All the Devils Are Here [99]
Goldman always insisted that it had something no hedge fund had: customers. And that was true. As Goldman’s chief financial officer, David Viniar, explained it on a 2003 call, “There is a small percentage of our trading that is purely proprietary and there is a small percentage that is purely customer driven. But the great majority of what we do will be driven by trading with customers where customers ask us to do a transaction, or we’ll hedge something for them and then we may hold a position for a while or we may lay it off in pieces to the market. It’s very hard to break out what is proprietary and what is customer.”
And when Blankfein insisted that nothing had changed and that Goldman recognized that its success was due to its client franchise, well, that was true in a way, too. It was customers that instigated the transactions that put Goldman at the center of the action. Goldman might earn a fee from a deal or make its money by putting its own capital to work as part of the deal, or both. It might be on the other side of a trade in order to satisfy a client, to offset another risk elsewhere in its book, or because Goldman thought the other side was where money could be made. The many facets of Goldman’s involvement might help clients, because it might get a trade done that would otherwise be difficult, or it might hurt them in ways that were hard to see from the outside. Or maybe both. At one point, Goldman’s bankers—whom Blankfein began to refer to as the “front of the house,” meaning they were the salespeople for the firm’s products—were told that they should sell more derivatives. But if a banker asked Goldman’s foreign exchange desk for a price on a currency swap, neither the banker nor the client had any way of knowing how much profit margin the trading desk was building in. Was the client still a client to whom Goldman owed some sort of responsibility, or was the client now merely a counterparty? In this new era, Goldman’s first duty was to its own bottom line, which accrued to its shareholders. Clients were a means to that end, not an end in and of themselves.
Goldman’s client franchise gave it another big advantage: customer trades gave the firm extraordinary insight into what was happening in the market. Blankfein would speak of being “so close to clients that you can see the pattern better than anyone else.” What he meant, although he didn’t put it this way, was that Goldman had become the house in the casino: it could see all the cards, whereas the other players could see only their own hands.

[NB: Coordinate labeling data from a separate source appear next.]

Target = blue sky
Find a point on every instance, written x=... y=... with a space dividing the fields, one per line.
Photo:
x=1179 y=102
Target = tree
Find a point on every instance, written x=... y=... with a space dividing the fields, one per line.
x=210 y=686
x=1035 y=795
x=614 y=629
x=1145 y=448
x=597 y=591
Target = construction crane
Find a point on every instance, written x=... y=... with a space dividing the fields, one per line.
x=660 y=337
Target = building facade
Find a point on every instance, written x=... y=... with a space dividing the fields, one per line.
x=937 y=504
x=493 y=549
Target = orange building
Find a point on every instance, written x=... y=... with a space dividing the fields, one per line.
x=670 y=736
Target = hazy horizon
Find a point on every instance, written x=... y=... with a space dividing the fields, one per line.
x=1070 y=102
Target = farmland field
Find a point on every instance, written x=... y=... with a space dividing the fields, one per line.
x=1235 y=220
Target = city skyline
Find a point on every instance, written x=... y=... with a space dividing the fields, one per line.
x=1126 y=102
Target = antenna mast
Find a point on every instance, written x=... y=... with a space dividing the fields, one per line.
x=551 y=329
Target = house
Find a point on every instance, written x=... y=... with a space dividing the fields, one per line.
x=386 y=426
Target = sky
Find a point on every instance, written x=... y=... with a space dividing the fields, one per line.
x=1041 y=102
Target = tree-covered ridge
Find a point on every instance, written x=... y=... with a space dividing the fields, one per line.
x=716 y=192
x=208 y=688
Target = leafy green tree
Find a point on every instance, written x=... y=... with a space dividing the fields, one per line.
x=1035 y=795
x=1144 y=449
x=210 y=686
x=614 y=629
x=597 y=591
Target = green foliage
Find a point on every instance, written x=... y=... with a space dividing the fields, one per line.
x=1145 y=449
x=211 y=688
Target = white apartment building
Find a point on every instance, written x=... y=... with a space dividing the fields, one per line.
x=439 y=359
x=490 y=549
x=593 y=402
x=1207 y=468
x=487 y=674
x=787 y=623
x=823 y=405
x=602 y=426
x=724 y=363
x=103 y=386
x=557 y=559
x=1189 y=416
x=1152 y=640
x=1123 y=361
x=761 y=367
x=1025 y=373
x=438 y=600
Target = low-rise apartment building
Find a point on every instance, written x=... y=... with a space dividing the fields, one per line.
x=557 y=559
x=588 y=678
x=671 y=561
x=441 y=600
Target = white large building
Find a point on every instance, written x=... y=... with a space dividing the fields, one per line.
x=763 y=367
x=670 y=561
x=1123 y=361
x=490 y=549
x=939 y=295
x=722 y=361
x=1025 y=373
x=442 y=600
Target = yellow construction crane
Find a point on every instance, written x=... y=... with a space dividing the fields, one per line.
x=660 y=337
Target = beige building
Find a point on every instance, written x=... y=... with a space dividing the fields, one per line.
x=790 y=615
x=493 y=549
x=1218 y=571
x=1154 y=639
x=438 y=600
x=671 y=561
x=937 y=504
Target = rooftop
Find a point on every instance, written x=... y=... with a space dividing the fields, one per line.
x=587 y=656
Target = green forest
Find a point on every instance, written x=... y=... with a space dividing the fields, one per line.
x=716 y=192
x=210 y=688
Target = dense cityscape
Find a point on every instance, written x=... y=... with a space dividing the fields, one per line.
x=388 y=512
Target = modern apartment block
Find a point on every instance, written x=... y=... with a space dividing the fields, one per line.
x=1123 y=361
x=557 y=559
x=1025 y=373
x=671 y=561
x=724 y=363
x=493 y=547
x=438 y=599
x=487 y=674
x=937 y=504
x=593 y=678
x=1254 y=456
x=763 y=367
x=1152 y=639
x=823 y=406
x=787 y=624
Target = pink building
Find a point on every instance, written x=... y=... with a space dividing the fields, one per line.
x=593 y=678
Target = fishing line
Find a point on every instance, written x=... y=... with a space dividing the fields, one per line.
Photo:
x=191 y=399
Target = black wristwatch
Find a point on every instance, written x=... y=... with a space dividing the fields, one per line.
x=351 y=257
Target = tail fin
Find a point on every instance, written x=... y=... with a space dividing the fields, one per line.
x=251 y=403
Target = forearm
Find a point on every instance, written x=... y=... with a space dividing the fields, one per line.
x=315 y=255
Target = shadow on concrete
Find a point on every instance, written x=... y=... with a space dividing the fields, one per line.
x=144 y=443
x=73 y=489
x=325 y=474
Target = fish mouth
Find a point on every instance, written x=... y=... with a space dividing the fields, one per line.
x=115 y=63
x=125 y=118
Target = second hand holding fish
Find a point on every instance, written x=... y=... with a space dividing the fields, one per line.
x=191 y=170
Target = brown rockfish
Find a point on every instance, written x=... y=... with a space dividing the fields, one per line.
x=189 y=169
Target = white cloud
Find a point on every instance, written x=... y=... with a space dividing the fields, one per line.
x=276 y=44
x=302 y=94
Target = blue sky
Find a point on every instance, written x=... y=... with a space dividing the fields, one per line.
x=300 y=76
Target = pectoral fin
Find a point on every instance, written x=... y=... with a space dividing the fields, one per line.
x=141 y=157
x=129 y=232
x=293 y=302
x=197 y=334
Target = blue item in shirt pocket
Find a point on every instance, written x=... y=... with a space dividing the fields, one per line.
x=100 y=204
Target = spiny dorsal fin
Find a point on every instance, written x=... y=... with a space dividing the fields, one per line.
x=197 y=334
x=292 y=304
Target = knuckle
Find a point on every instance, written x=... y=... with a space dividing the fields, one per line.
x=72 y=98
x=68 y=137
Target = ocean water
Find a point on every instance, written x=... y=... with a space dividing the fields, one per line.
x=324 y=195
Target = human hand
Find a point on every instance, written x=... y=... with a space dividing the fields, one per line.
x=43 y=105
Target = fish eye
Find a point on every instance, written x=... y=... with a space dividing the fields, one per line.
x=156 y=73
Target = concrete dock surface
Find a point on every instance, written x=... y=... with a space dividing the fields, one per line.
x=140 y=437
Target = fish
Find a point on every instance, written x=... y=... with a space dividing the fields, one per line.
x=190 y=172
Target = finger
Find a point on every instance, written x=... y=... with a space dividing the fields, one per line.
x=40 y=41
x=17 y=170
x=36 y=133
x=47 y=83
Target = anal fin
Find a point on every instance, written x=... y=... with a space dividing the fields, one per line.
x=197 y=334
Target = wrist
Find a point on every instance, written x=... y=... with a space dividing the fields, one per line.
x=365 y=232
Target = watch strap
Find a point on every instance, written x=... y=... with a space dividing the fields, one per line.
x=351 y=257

Goldman always defended its transformation as not only smart, but necessary. At a meeting of managing directors in London in the fall of 2007, Blankfein told the assembled crowd that, without the change, “we would have been irrelevant.” And if that was an overstatement, it was certainly true that Goldman would have been a far smaller firm. But it was also true that Goldman’s single-minded focus on maximizing profits made its partners extraordinarily wealthy. In 2003, Paulson made $21.4 million while Blankfein made $20.1 million; in 2004, the men made $29.8 million and $29.5 million respectively, according to company filings. Not very long ago, a million-dollar payday was considered a sterling year. Now bonuses of $5 million, $10 million, $15 million were not uncommon.
And the more Goldman grew, and the more the men at the top of Goldman earned, the more jealous the rest of the Street became.